Wednesday 24 August 2011

Grounding Research: Inter<>face

So, i've been avoiding this topic so far, it's a big passion of mine.  Sure my closest friends are sick of hearing this rant, but think it's time to touch on it now..

The act of interacting with our devices (whatever they may be) is a constant learning experience - usually on the part of the user.  Rarely will a device adapt it's behaviour for you (though this is beginning to change with advances in artificial intelligence and neural networking).  My problem, in this case, is that sometimes the language of interaction we are forced to learn may not be (these days) the best alternative - just the one that has been taken as standard through time.

Take my passion - music, for example.  For so many thousands of years it was a strictly kinaesthetic playing & learning experience, then it was refined into a written communication language (by the church).  The written language makes sense, however, with pitch going vertical, and time horizontal - providing a lot of data in a compact and visual system.

John Cage example score
This persisted (probably due to the reach of the church, if nothing else) for many many years until the advent of modernism and visionaries like John Cage - whose revolutionary music required an equally revolutionary way of scoring it.  The conventional system just does not provide the correct 'words' to describe the ideas he wished to convey, and thus he set about re-imagining it.

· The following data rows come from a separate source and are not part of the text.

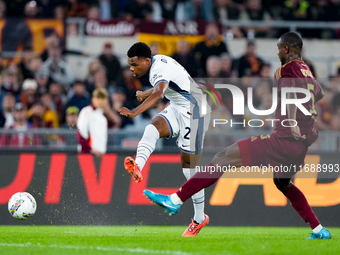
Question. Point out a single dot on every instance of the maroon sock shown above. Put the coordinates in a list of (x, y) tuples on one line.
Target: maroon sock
[(300, 204), (199, 181)]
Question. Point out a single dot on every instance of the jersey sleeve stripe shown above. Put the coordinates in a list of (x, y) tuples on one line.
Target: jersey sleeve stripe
[(160, 81), (176, 88)]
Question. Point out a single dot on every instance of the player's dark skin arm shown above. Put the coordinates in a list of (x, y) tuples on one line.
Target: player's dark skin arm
[(153, 100), (319, 96), (142, 95), (292, 116)]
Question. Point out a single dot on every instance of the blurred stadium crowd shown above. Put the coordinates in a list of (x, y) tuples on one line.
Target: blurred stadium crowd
[(209, 10), (42, 92)]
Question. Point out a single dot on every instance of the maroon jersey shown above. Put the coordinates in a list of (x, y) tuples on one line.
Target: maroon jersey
[(297, 74)]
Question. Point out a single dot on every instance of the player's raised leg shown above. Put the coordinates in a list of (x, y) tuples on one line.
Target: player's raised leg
[(200, 218), (301, 206), (157, 129), (230, 155)]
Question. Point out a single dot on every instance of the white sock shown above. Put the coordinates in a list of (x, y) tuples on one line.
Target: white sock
[(317, 229), (175, 199), (197, 199), (146, 145)]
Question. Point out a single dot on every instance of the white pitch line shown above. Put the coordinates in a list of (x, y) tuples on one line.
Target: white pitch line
[(99, 248)]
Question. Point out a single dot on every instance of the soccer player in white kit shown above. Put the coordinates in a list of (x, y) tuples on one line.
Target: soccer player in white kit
[(183, 118)]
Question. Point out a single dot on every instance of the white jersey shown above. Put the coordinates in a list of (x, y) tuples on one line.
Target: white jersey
[(182, 89), (92, 127)]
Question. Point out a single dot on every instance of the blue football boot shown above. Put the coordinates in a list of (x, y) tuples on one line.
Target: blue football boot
[(163, 201)]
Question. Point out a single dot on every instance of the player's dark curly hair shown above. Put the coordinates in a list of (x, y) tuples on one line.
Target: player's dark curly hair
[(292, 39), (140, 50)]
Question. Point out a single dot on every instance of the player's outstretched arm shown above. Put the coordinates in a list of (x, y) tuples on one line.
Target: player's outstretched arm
[(319, 96), (142, 95), (292, 116), (153, 100)]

Then along came computer music, and soon after, the need to sequence sound in time and pitch.  Advances in computing power allowed for the text based representations of audio in early tracker programs to be replaced by the ubiquitous MIDI piano roll - again a simple, grid based pitch/up time/forward system, and this time even more constricted to the grid.  Amplitude and pitch are sorely restricted with this system also, with a maximum of 128 discrete steps being recorded by even the best midi device.

Cycle forwards to 2011, today, and we are still fighting our 30 year old interface for the creation of music...this piano roll that has all of a sudden become the de-facto standard of computer music needs to be scrapped, rethought and reinterpreted.

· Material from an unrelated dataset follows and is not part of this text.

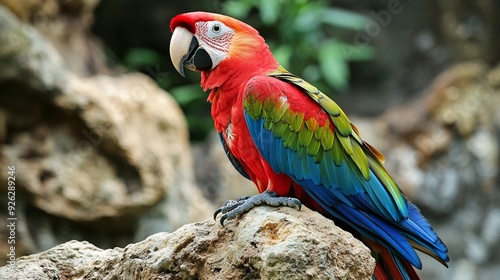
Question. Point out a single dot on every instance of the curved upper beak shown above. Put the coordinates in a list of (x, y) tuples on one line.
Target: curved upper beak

Gestural input interfaces have been around for a while - Leon Theremin's device as far back as the early 1900's was probably a little before the time of its intended audience however.  Roland introduced the D-beam controller into its devices in 1998, Korg's Kaoss Pad a year later, in 1999.... these devices still only manipulated more parameters of the grid however.  

The time for the reinterpretation of interface has come just now, with consumer electronics coupled with open design and community interest.  Johnny Lee with the seminal wiimote hack provided low cost sensory input device, paving the way for much dance-controlled music and movement-based composition.  The plethora of sensors and actuators are available now, and cheap to procure for custom designed interfaces to the world of computer music.

Andy Huntington is one of the new visionaries, taptap and beatbox are a great example of musically interacting with machines...

But surely the nicest re-imagining of the musical interface so far has to be the reactable - what a beautiful, creative and collaborative way to make music! and how intuitive and non-linear these interactions can be - removing all the non-essential functions certainly streamlines the interface in this case, and makes the interaction more inspiring and rewarding.  This, in turn feeds back into itself, allowing the user to enjoy the creative process more.... 

...which is what i dream of, when i sit down in front of the drab, utilitarian grey of the Logic Desktop!